Il mio bastone nascondeva un punto affilato: colpii in pieno petto il mio aggressore, che lanciò un urlo rauco da sordomuto.
Mi erano già sopra con i loro coltellacci, quando un ruggito li fece arrestare: si inchinarono davanti alla belva e fuggirono.
Non potevano affrontare il leone, perché considerata sacra, protetta dal loro dio, mostruosa chimera con le fattezze di un sciacallo.
Ero salvo e il felino si accontentò di sbranare il moribondo: era stata attratta dal sangue versato.
Le stelle stavano sopra di me, in un cielo tanto terso da apparire nudo.
La ferita mi faceva male: la strinsi con uno straccio, poi discesi dalla montagna, convinto di poter entrare ancora nel pozzo.
Scivolai, poi precipitai da una parete: caddi al suolo.
Mi ruppi qualche costola, ma mi salvai miracolosamente.
Gli uccellacci dei cadaveri mi stavano volando attorno, eppure mi sentivo in forze.
La notte non voleva terminare: il sole doveva essere già lì.

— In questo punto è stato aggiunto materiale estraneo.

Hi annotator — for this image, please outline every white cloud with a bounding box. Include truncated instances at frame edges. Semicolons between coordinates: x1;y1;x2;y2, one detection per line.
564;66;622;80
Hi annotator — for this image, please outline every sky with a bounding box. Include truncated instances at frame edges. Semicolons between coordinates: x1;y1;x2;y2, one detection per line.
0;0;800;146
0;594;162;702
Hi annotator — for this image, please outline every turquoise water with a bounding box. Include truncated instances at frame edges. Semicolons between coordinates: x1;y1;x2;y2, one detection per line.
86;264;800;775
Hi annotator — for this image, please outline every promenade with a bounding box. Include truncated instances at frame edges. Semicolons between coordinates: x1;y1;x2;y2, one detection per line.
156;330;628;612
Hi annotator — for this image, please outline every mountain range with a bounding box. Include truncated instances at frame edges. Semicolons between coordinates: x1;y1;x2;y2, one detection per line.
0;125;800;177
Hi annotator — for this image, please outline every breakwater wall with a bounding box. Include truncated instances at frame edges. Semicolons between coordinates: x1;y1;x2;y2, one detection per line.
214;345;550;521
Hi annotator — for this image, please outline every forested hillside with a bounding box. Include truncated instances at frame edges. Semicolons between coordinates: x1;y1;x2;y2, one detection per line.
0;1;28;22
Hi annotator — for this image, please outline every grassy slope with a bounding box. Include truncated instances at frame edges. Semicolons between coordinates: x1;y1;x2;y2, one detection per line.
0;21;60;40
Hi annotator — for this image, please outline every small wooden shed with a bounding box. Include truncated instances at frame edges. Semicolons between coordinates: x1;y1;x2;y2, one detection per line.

Finalmente una grande luce mi abbagliò, ma non era il sole, proveniva dalla bocca del pozzo.
Cosa stesse avvenendo lo sapevano solo gli dei: io non ero superstizioso e rimasi a guardare.
C'erano ombre lunghe che danzavano, voci cavernose di una lingua mielosa si innalzavano con i bagliori della vetta.
Forse quella era la notte del ritorno dei defunti, come mi narrò mio padre: una notte ogni cento i defunti rivivono, cantano, urlano i loro dolori perpetui.
Era meglio allontanarsi per non finire preda dei loro festini sanguinari.
Nessuno si era vantato di essere passato impunemente tra questi banchetti infernali senza aver dato il proprio sangue a questi mostri.
Una grande sete mi ardeva dentro, desideravo qualcosa di rosso, di vivo.
Il sangue mi attirava e ne sentivo pure il profumo.
C'era qualcuno che transitava di lì.
Mi avvicinai come un gatto selvatico e lo assalii alle spalle: si divincolò, ma in vano.
La mia forza era diventata sorprendente.
Il disgraziato urlò: -Un mostro, un diavolo del sangue!-
Capii per la prima volta chi ero diventato: ero un demone della montagna, un cadavere succhia sangue.
Il poveretto soccombette e tutti gli altri vampiri discesero dal monte per approfittare della mia preda.
Erano scarni, scolpiti come le nervature del legno.
Gli occhi erano assatanati, le mani avevano degli artigli lunghi e sottili.
Solo quando si moriva si scopriva il tesoro dei Re Leoni e il mio destino eterno sarebbe stato quello di accovacciarmi vicino ai villaggi, in attesa di una vittima per notte.